2nd September 2015 | Robert Taylor

I applaud Sepp Blatter’s decision to give a no-holds-barred 20-minute TV interview to the BBC. He and FIFA have had a terrible press, and the only way to turn that around is to speak to the media directly. A BBC interview, shown around the world, is about as high-profile as it gets.

How sad, then, that he failed.

 

This was a classic issues-based interview – i.e. one characterised by a spectrum of opinion. At one end is the interviewee’s position (I am a good man and FIFA is not corrupt), while at the other is the reverse opinion (Blatter is devious and dishonest and so is his organisation). In the middle are those members of the audience who are completely neutral. 

The interviewee’s aim should be to draw the audience along the spectrum towards their position. It might be too ambitious to think you could persuade everyone to the point where they strongly agree with your position. Not in one interview. But it might still be a “win” for the interviewee if they can make people who were completely opposed, slightly less opposed; and so on along the spectrum.

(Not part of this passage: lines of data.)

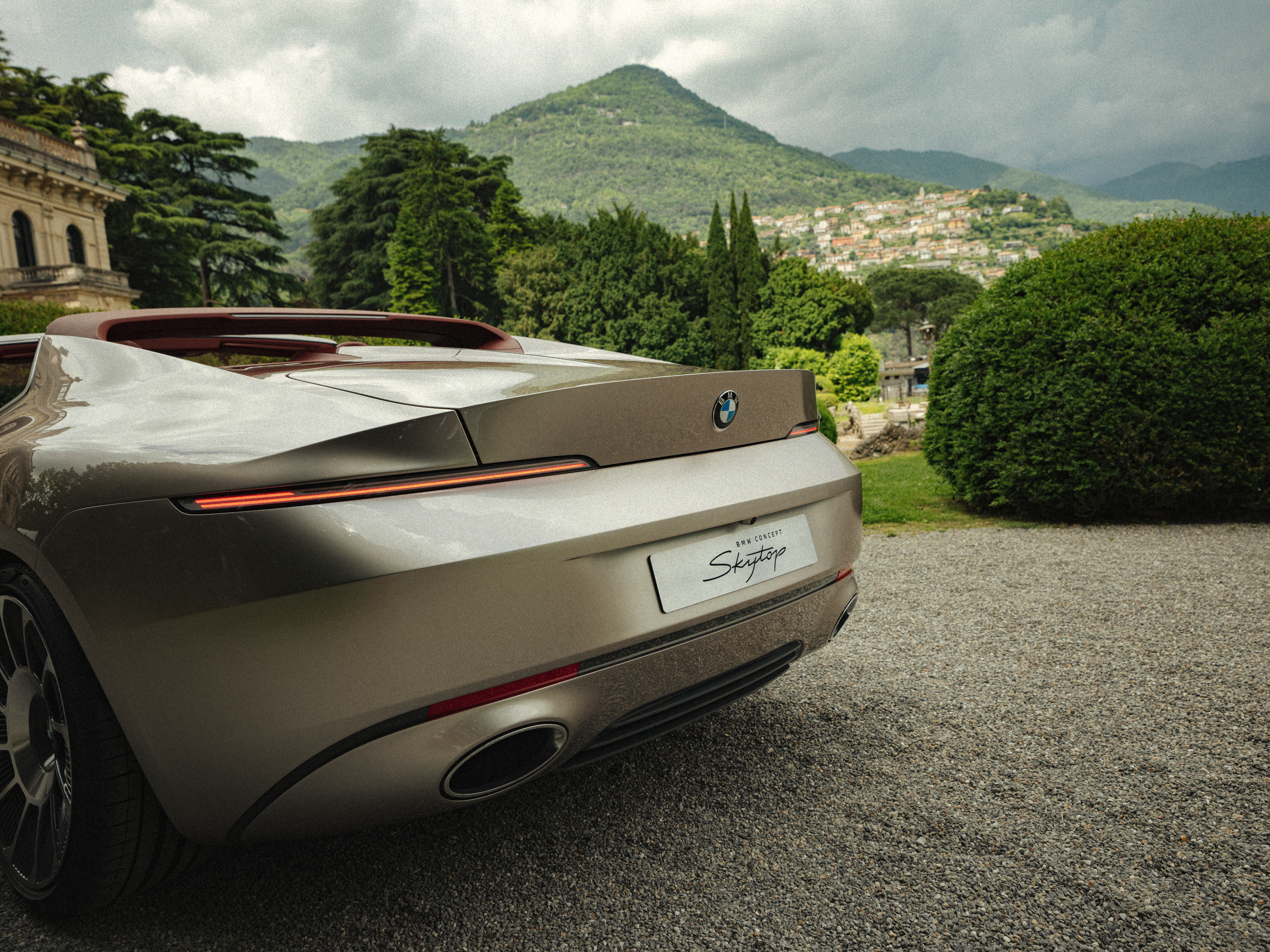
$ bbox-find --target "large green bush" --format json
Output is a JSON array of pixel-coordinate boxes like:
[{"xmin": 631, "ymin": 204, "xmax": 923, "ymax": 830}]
[{"xmin": 923, "ymin": 216, "xmax": 1270, "ymax": 518}]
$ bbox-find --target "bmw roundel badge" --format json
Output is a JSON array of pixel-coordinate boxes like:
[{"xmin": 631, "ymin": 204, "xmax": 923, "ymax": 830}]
[{"xmin": 715, "ymin": 390, "xmax": 739, "ymax": 430}]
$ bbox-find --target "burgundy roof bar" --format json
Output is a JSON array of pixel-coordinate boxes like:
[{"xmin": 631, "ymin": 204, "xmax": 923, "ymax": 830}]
[{"xmin": 46, "ymin": 307, "xmax": 521, "ymax": 353}]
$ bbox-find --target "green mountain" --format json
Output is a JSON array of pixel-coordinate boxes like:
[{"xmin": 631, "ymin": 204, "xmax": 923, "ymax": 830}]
[
  {"xmin": 833, "ymin": 149, "xmax": 1229, "ymax": 225},
  {"xmin": 1100, "ymin": 155, "xmax": 1270, "ymax": 213},
  {"xmin": 453, "ymin": 66, "xmax": 918, "ymax": 234},
  {"xmin": 239, "ymin": 136, "xmax": 366, "ymax": 253}
]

But how does the interviewee achieve that? First of all they have to have strong messages. And Blatter’s two key messages were really quite good:

  1.        I have been responsible for bringing about universal football (backed up with examples about women’s football and taking the World Cup Finals to countries that have never held them before).
  2.        FIFA as an organisation is clean, but some individual members are corrupt (illustrated with a piece of evidence: the confederations elect their own leaders and FIFA has no control over that election process.)

But you can’t win an issues-based interview with strong messages alone, because they typically only allow you to win over people’s minds. To win over their hearts too, the key is to empathise with those who feel differently from you. This is something that so many interviewees neglect – as did Blatter. He didn’t even attempt to empathise with the way people around the world feel about the organisation he leads. People are disgusted by what they’ve heard and read, and he needed to show not only that he understands that disgust, but shares it. In fact, he should have made such a declaration in his very first answer, saying something like this:

“Can I first of all say to people watching, that I understand how horrified they must be at what they have seen reported about FIFA. If you see top officials being arrested, and if you hear all these stories about corruption and dishonesty, it is bound to undermine the faith you have in the game of football. And while I, as FIFA President, feel that many of these media reports have been unfair or exaggerated, I do want to reassure people that I understand their outrage, and it’s my job as FIFA President to root out any wrongdoing, and that’s what I’m determined to do. Now, in answer to your first question…”

This reaching out to your opponents through a full empathy message also serves to establish common ground upon which everyone, on either side of the debate, can agree. It then needs to be backed up by further bridges of empathy as the interview goes on. So when asked towards the end (18.45) whether his office had been guilty of writing briefing documents against Michel Platini, the head of UEFA, he should have said: “I’ve heard reports about that and while I can honestly say that I have no knowledge of it, it’s clearly something I’m concerned about and am investigating.” Instead of which Blatter again was curt and dismissive: “I don’t know that.”

In fact, throughout the interview Blatter was confrontational – which is the best way to alienate a sceptical audience. “Listen!” he kept saying at the start of his answers. “Tell me what I have done wrong?” he said half-way through the interview, followed by a dismissive: “I don’t enter into this discussion” about whether the World Cup in South Africa was won through bribes.

Allied to his lack of empathy was his fidgety body language (see 5.15 and 15.25 for good examples). Audiences will always trust body language signals more than words. So, if, like Blatter, you convey uncertain body language, people are more likely to trust the non-verbal signals than the verbal ones. It’s no good Blatter saying that he is unconcerned by investigations against FIFA in America, if his fidgety fingers suggest that he’s very concerned indeed.

In summary, I give Blatter 7/10 for content and messaging, but only 3/10 for style of delivery. I suspect his interview will have done little, if anything, to draw people along the spectrum of opinion towards his stance.

What a wasted opportunity for both Blatter and FIFA.